We have comprehensively failed to apply these lessons to financial services.  We claim to impose general prudential supervision of these businesses.  That activity fails every test of good regulatory practice.  Such supervision encourages institutions to treat prudential regulation as constraints to escape rather than a guide to good practice, and leads us to control many things without controlling things that most concern us.  In practice, financial services regulation is mostly concerned with what is derisively called ‘box-ticking’ – ensuring compliance with detailed administrative rules.  And, given the political power of large financial institutions – the most effective industry lobby in western economies today – and any realistic view of the skills likely to be available to regulatory agencies, it cannot be otherwise.

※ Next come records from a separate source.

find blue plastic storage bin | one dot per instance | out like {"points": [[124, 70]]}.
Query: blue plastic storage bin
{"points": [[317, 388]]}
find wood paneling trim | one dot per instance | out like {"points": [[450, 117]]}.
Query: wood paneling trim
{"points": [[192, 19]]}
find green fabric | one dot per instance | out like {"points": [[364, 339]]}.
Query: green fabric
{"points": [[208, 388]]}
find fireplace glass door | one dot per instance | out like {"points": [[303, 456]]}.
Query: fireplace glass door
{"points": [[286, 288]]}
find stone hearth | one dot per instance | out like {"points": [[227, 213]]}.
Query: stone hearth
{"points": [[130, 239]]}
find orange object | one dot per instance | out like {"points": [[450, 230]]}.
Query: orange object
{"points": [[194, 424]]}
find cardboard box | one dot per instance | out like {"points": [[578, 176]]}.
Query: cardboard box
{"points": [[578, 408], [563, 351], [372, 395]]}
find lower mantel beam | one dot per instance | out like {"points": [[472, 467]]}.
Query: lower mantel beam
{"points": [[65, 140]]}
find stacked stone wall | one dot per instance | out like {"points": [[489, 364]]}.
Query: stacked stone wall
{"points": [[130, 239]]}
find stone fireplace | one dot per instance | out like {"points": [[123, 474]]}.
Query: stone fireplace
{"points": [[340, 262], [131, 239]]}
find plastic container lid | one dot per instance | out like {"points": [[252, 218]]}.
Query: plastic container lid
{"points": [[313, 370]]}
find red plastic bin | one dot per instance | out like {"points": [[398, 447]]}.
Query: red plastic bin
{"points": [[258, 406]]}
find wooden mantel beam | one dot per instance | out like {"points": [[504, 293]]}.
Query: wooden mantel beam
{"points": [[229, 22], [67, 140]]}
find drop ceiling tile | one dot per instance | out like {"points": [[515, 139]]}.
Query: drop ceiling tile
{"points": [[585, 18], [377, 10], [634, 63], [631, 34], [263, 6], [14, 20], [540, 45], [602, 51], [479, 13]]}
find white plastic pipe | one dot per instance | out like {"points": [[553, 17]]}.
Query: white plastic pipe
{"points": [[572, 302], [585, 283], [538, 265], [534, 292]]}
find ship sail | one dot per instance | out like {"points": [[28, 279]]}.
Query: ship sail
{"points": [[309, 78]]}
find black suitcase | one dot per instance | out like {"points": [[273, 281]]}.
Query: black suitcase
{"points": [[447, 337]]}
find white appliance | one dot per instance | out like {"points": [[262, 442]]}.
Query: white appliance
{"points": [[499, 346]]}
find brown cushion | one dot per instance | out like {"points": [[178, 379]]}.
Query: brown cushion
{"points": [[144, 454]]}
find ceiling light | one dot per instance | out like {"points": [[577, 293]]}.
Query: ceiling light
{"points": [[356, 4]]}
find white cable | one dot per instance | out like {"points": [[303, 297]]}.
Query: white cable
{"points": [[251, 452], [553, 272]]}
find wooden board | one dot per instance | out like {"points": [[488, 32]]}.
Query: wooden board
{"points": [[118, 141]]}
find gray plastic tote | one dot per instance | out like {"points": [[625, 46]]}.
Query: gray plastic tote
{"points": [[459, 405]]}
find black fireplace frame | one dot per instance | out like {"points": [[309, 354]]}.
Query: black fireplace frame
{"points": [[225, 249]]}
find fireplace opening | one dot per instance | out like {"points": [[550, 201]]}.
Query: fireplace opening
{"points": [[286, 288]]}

       We are at the end of a failed experiment in structural deregulation.  Until the 1970s both Britain and the United States had specialised financial institutions: the result of a mixture of convention and regulatory restriction.  These conventional and regulatory restraints were successively relaxed, allowing the emergence of the large, diversified conglomerates we see today.

These large, diversified financial conglomerates are, in the popular phrase, ‘too big to fail’.  They are also  riddled with conflict of interest.  There is a basic conflict of interest between the purchasers of securities and the issuers of securities. A more recent conflict – central to the current crisis – is the result of deposit insurance.  The deposits of the retail bank, effectively underwritten by the taxpayer, can be used as collateral for the trading activities of the investment bank.

       In addition to these conflicts, there are conflicts of interest within investment banking itself.  The modern investment bank – including the investment banking activities of commercial banks – gives financial advice to large corporations, offers asset management services, engages in market making, issues securities, and undertakes proprietary trading on its own behalf.  The customers of every one of these activities have interests which conflict directly with the interests of the customers of every other.

       The claim made was that market forces bolstered by internal and external regulation through Chinese walls, would mitigate these conflicts, and allow conglomerates to reap the informational advantages of conglomeration without the associated disadvantages.  This claim has proved false.  Worse, the tensions between functions were aggravated by clashes of organisational culture.  It is hard to imagine two more diverse business styles than the individualistic opportunistic aggression required in proprietary trading and the routine bureaucratic processing of millions of daily transactions needed for retail banking.  In practice, these financial conglomerates, characterised by incompatible baronies and unfathomable interactions between products, were unmanageable and, effectively, unmanaged.  That management failure is the central explanation of why we are where we are today.

       We need to restore narrow banking – to ensure that the casino cannot again jeopardise the utility.  That means ring-fencing the payments system, routine deposit taking and lending to consumers and to small and medium sized businesses.  There are several measures that might help towards this objective and a combination is probably appropriate.  I suspect such an outcome will now be best achieved by taking the failed banks into direct public ownership for a period.  Measures to re-establish narrow banking will necessarily involve the divestiture or closure of the investment banking activities of retail banks.  Such restrictions will provide an opportunity to reintroduce measures of structural separation between fundamentally incompatible wholesale financial activities.

       The causes of the crisis, and the remedial measures now required, are embedded in the structure of the modern financial services industry.  Addressing these structural issues, which will require high political courage, is a prerequisite of policies to prevent a similar crisis.